How do we reconcile these figures? By including openings as well as closures, and also transfers from one sector to another.
When openings as well as closures are included, the net closures of free houses falls from 3,444 to 1,916, and the net closures of tied pubs from 2,339 to 1,778. There are more pubs in the tied sector, so as a proportion of the December 2008 figure the number of free houses has fallen by 9.2 per cent, and the number of tied houses by 5.7 per cent. On this basis, CAMRA is still wrong.
However, in the most recent period, the first half of 2011, net closures have been higher in the tied sector than the free sector, as the Government response to the Select Committee report makes clear. Over that period, the net closure rate for tied pubs is 0.9 per cent, for free houses 0.6 per cent. So for this period, CAMRA can be said to be right.

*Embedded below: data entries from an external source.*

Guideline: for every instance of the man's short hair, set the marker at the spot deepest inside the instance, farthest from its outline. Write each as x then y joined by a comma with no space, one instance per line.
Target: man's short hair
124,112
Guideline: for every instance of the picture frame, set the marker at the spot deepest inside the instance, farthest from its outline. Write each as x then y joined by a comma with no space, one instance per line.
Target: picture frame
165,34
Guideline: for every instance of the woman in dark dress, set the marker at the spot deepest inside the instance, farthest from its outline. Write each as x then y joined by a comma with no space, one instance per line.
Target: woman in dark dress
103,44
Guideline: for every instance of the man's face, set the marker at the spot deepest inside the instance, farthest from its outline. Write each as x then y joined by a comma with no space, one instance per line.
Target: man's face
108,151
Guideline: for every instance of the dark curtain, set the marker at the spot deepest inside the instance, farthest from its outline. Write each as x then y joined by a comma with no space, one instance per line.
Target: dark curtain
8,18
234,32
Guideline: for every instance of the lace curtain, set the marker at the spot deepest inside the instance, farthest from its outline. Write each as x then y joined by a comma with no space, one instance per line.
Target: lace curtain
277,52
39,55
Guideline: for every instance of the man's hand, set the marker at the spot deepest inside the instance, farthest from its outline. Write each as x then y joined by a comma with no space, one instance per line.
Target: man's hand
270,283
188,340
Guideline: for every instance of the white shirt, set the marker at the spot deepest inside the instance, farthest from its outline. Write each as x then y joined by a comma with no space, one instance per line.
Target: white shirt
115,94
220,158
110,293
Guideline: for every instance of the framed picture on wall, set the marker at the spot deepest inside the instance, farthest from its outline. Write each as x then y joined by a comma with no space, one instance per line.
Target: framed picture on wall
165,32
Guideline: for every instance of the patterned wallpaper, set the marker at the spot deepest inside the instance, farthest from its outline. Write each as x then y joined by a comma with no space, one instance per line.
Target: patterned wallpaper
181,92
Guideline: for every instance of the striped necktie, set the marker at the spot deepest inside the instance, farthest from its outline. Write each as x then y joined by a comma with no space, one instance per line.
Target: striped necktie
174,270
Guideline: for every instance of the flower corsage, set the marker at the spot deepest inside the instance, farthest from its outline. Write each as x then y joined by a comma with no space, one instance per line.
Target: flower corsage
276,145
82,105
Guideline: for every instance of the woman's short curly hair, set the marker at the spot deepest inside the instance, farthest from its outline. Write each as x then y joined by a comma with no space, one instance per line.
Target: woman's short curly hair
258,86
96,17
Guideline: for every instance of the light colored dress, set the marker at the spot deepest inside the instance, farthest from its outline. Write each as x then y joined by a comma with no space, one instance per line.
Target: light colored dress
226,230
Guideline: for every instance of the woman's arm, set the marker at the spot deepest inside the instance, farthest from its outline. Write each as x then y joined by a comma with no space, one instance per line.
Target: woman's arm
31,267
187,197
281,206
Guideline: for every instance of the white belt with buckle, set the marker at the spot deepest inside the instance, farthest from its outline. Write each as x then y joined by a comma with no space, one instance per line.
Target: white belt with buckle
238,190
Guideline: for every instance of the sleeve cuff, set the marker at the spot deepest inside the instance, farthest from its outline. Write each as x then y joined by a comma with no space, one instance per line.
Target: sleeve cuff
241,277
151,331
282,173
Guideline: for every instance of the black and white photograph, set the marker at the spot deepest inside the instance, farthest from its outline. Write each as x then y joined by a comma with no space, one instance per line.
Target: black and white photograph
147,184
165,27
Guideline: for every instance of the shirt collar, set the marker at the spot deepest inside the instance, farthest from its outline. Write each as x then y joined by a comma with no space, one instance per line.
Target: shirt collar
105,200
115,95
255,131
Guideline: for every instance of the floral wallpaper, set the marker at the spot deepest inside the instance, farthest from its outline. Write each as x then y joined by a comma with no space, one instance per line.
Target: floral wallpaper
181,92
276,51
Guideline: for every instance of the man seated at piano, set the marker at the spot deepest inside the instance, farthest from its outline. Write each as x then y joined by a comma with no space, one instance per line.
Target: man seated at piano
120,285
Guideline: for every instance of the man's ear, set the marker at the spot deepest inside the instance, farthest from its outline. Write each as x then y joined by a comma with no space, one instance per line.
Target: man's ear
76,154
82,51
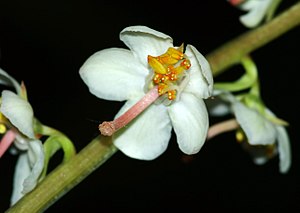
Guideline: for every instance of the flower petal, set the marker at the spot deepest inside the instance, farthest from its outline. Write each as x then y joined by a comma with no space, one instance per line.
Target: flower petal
6,79
144,41
190,121
284,149
201,79
147,136
22,170
36,160
18,111
113,74
258,129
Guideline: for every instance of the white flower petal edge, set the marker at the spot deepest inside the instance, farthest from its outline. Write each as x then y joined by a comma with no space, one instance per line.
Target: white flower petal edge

Finally, there is the issue of transfers. The free house sector has gained 1,711 pubs over the period by transfers from the managed sector (377) and the tied sector (1,334). So both breweries and pubcos have disposed of some pubs that have become free houses.
The paradoxical conclusion is that despite 1,916 net closures over the period, there were 425 more free houses at the end than at the beginning. (The numbers don’t quite add up, CGA explains, because its counting methods have changed during the period.) Over the same period, tied houses declined by 3,218, made up of 1,778 closures and 1,334 transfers.
On this basis, CAMRA is right. Free houses have increased their numbers while tied houses have declined. But that doesn’t tell us anything about the financial health of either sector.
The pubcos will not have sold off their most successful pubs, and nor will the breweries. Such transfers are more likely to be pubs that are struggling. So these figures are not an index of financial health. Landlords who have taken them over may not be affected by the beer tie, but may well have difficulties with mortgages and debt.
The GGA data for 2009 also shows that local/community pubs were the likeliest to close, with 53 a week closing in the first half of 2009 and 25 a week in the second half. Pubs focussing on drink were more likely to close than those focussing on food. The data gathered available on the BBPA website for 2010 and the first half of 2011 classify pubs differently so it is impossible to say if this trend has continued. Net closures continue, but at a slower rate.
My conclusion, based on the CGA data, is that the beer tie cannot be blamed for the closure of pubs in general. Traditional local pubs relying on drink rather than food struggle to survive whatever sector of the industry they occupy. The answer, according to a survey by Molson Coors reported in the December issue of CAMRA’s newspaper What’s Brewing, is to focus on products that cannot easily be found in a local supermarket – and that includes cask ales, long championed by CAMRA. Good food is clearly another option, but true pub-lovers don’t want to see every pub turned into a gastropub.